Дверь противно заскрипела, и вдруг через ее ржавый порог перелетела веселая мелодия и запорхала по комнате своими стройными гибкими аккордами: вверх-вниз-вверх-в сторону, вверх-вниз-вверх-в сторону…
Это играли в малом музыкальном зале – он как раз находился недалеко от камеры маэстро, и каждую среду, в полдень, маэстро вслушивался в игру дешевых пианистов, мысленно исправляя их промахи.
– Смотри-ка, – раздраженно начала судья, – опять вашу прелюдию играет. Как ее, «Воздушный шарик»?
– «Девочка с шариком», – поправил маэстро.
– Да без разницы. Который раз уже, второй или третий… Понравилась она нашему пианисту. Да и всем, кажется, нравится, вы не находите?
Судья начала теребить кольца. Маэстро молчал.
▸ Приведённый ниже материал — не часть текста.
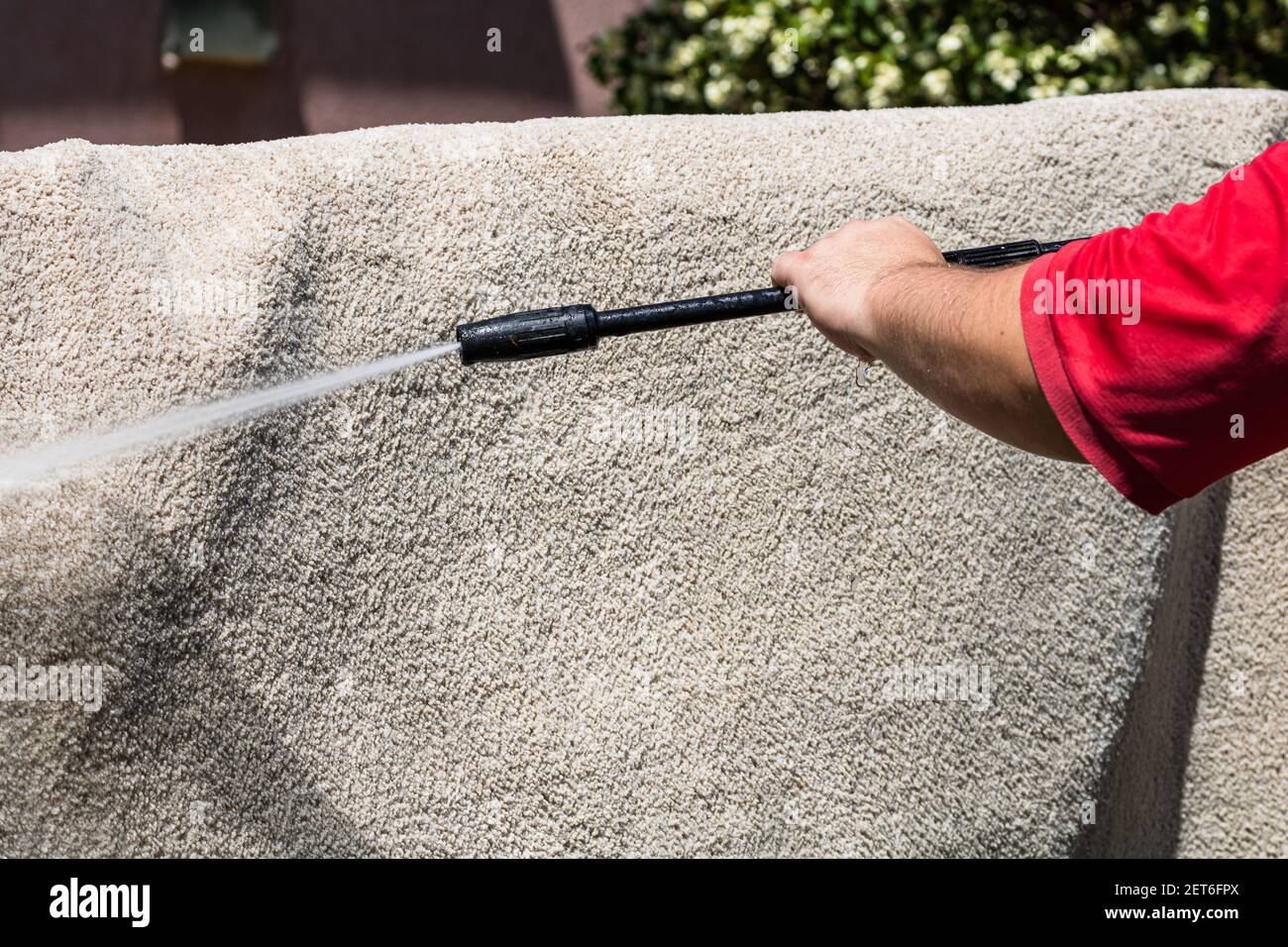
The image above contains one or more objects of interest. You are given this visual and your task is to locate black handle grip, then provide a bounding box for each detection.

– А мне, знаете, – продолжила судья, – абсолютно не понравилось ваше произведение. Вот всем понравилось, а мне нет. Экспрессии маловато и никакого следования канонам… Все одни повторы. Я честно говорю, что не вижу, чем тут восхищаться…
Маэстро улыбнулся.
– Вот вы улыбаетесь, а я скажу, что люди, которым это нравится, совершенно не имеют вкуса!
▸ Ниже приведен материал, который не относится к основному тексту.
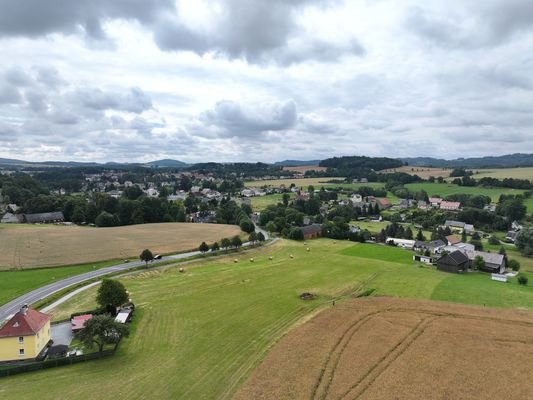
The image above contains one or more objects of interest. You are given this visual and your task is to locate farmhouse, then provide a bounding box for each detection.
[302,224,322,240]
[0,305,51,361]
[437,250,470,274]
[0,213,23,224]
[440,201,461,211]
[23,211,65,224]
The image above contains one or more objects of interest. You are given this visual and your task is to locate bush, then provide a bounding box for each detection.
[518,274,529,286]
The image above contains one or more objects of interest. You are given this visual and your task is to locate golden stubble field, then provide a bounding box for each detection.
[0,223,240,270]
[236,298,533,400]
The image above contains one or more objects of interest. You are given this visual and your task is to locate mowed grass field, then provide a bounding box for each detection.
[405,182,524,202]
[235,297,533,400]
[5,239,533,400]
[0,223,240,270]
[473,167,533,181]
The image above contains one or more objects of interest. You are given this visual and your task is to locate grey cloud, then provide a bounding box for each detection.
[0,0,175,39]
[200,100,297,137]
[75,88,152,114]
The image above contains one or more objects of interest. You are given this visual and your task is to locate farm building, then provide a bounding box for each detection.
[440,201,461,211]
[302,224,322,240]
[23,211,65,224]
[437,250,470,273]
[385,238,416,250]
[0,213,23,224]
[0,305,51,361]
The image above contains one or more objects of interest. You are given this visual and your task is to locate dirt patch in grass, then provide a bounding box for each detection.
[0,223,240,270]
[236,298,533,400]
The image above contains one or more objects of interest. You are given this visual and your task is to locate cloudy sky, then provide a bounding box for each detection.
[0,0,533,162]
Салфетка, которую держала в руках судья, начала бешено разрываться под напором ее мощных пальцев.
– Я тоже недавно написала кое-что… Но это никто не оценил! Почему?! Потому что есть ваши глупые прелюдии, которые воспитывают людей, не способных прочувствовать настоящую музыку. Понимаете вы это?!
Маэстро привстал, раздосадованный тем, что солнце добралось до его посели и начало разъедать глаза.
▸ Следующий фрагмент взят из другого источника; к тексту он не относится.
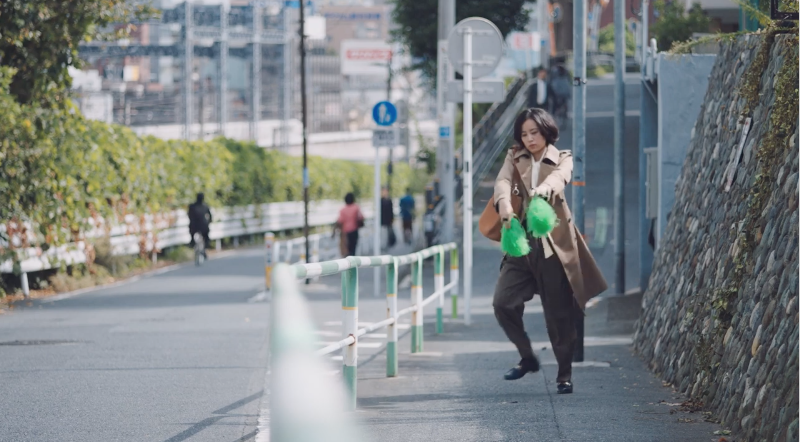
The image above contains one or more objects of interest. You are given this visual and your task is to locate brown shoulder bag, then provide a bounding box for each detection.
[478,166,528,241]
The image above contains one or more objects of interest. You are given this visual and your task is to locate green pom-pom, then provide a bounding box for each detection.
[500,218,531,258]
[527,197,558,238]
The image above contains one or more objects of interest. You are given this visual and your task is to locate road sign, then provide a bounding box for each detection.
[508,32,541,51]
[339,40,392,76]
[447,17,505,78]
[550,3,564,23]
[372,101,397,126]
[372,127,399,147]
[447,80,506,103]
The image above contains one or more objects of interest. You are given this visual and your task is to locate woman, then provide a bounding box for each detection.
[336,192,364,256]
[492,109,607,394]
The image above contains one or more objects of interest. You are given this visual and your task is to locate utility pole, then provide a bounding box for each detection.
[614,0,625,295]
[183,2,194,141]
[300,0,311,270]
[281,6,294,152]
[386,51,394,198]
[218,3,229,137]
[572,0,586,362]
[436,0,456,242]
[197,74,206,141]
[250,2,261,145]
– Я понимаю одно, – начал маэстро, поправляя простынь и уже не отводя глаз от разгоряченной судьи, – я здесь именно потому, что мои прелюдии оказались лучше ваших.
Судья ничего не ответила, а только смяла разорванную в клочья салфетку и вышла из камеры, не забыв хлопнуть дверью.
Маэстро опять остался один. От бесконечного лежания уже ныла шея и наш герой решил пройтись к окну – а куда еще? Жизнь так сложилась, что теперь только через эту решетчатую дырку в стене он мог полюбоваться движением жизни, которое всегда останавливалось, стоило ему посмотреть обратно в камеру.
Снег радостно валил из темно-лиловой тучки, отражая, как зеркало, каждый лучик бледного солнца. Где-то на горизонте торчала антенна телевизионной башни; мимо тюрьмы прогремел набитый доисторический автобус; внизу, во дворе тюрьмы, усатый инспектор тренировал своих окочиневших подчиненных: «Вверх! Стоп! На месте! Прошу!»; человек в длинном пальто, похожий сверху на припудренный пончик, прошел мимо стражи и приветственно приподнял цилиндр; из-за его спины вышла девушка и, остановившись перед главным входом в тюрьму, начала глазами искать нужное окно. Это была Теона. Маэстро помахал ей, и она тот час же его заметила и заулыбалась.
Снег ложился ей на плечи, хлопьями застывал на непослушном каштановом локоне, вылезшим из-под шапки, а по камере маэстро все еще порхали гладкие теплые ноты его гениальной прелюдии: вверх-вниз-вверх-в сторону, вверх-вниз-вверх-в сторону…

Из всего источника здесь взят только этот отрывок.